The first thematic unit of this double issue - a transcript of the round table entitled "The Literary Left and Right Today" held at the Gradačac Literary Meetings on 28 May 2005 - is in a similar tone. Seeking out the possibilities of naming the literary polarisations in BiH and the region, the following people contributed to this discussion by "hook" or by "crook": Željko Grahovac, Marko Vešović, Zilhad Ključanin, Hadžem Hajdarević, Ismet Bekrić, Munib Maglajlić, Ivan Kordić and your non-editor. The nervous discussion from the beginning of the debate was transformed - in the end - into an exchange of arguments instead of labels and the initial failings of the organisation were thus overcome.

The second thematic unit is translation. Namely, in the deafness of isolation and poverty, every literature suffers from a deficit of translations, from a lack of communication, even with a friendly environment. The same is true of Bosnian-Herzegovinian literature. That is why our "transl(iter)ators": Ulvija Tanović, Svetislav Travica, Aleksandar Bečanović, Zdravko Kecman, Lukasz Szopa, Stevan Tontić and Kerima Filan "brought" you the texts of Elia Domenzain and Anna Akhmatova, Richard Rorty and Osip Mandelstam, Jana Putrle-Srdić and Pedro de la Peña, Gregorz Wróblewski, Christa Reinig and Marina Achenbach, Haldun Taner... We humbly hope, dear reader, that this will enlist your "multicultural" support for the Diwan editorial desk.

Two industrious young women - Branka Vujanović and Mevlida Đuvić - contributed their research on William Blake and Abdurezak Hivzi Bjelevac. They demonstrated how the environment of cultural predispositions and spiritual preoccupations of a writer does not depend upon the "wheel of time". How the hundred years between Bjelevac (beginning of the 20th century) and Blake (beginning of the 19th century) is a gap that cannot be bridged by either technology or emancipation. How the mature individualism of mythological (romantic) philosophemes is far "ahead" (!??) of petty bourgeois mannerism and pseudo-enlightenment. Which seems unfair to Bjelevac only at first glance. It is a matter of the "horizon of expectations", that is, the power of adaptation (coercion) of the member and citizen (minion) towards the cultural context and environment. And, you must agree, this is a problem even today.

Jasna Šamić, Rusmir Mahmutčehajić, Aleksandra Čvorović and Danijela Kambasković-Sawers wrote reviews of books by Frederic Mitterand, Adam B. Seligman, Vladan Matijević and Miljenko Jergović. This is our attempt to initiate the genre of review, so absent (and profaned) in B-H contemporary periodicals, to devote space and significance to the evaluation of literature and the writing process outside of "privatisation" and protectionism.
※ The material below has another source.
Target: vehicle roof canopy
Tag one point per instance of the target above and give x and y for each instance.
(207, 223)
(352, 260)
Apart from the thematic units, the poetry was contributed by: Fadila Nura Haver, Goran Sarić, Saša Skenderija, Ivančica Đerić, Jasna Šamić, Vlatko Marinović, Goran Karanović and your humble editor. And the prose by: Ferid Muhić, Miljenko Buhać, Srđan Papić, Bosiljka Pušić, Ljerka Car Matutinović and Mirjana Kapetanović. However, your special attention is warranted by the hypertext by Sanjin Sorel "Devils on Bread and Water". Sorel combined poetry, essay and prose into a unique linguistic being. Into a seductive space/time continuum. I hope you will enjoy it…

Pardon! It would be terrible to forget the fascinating illustrations of Bojan Bahić, our "cannonised" maestro of digital art. And in this issue of Diwan he is joined by the tempestuous genius William Blake and the German-French Lena Vandrey whose sophisticated philogyny is fascinating in its explosion of shapes and colours. In addition: it would be incorrect to term such diversity as "queer" in the "Paradigms of Uncomfortable Beauty" of Lena Vandrey (Paradigmen der unbequemen Schönheit, Bremen 1986), for they refine the "eye of the beholder" even if it is mired in the mundane.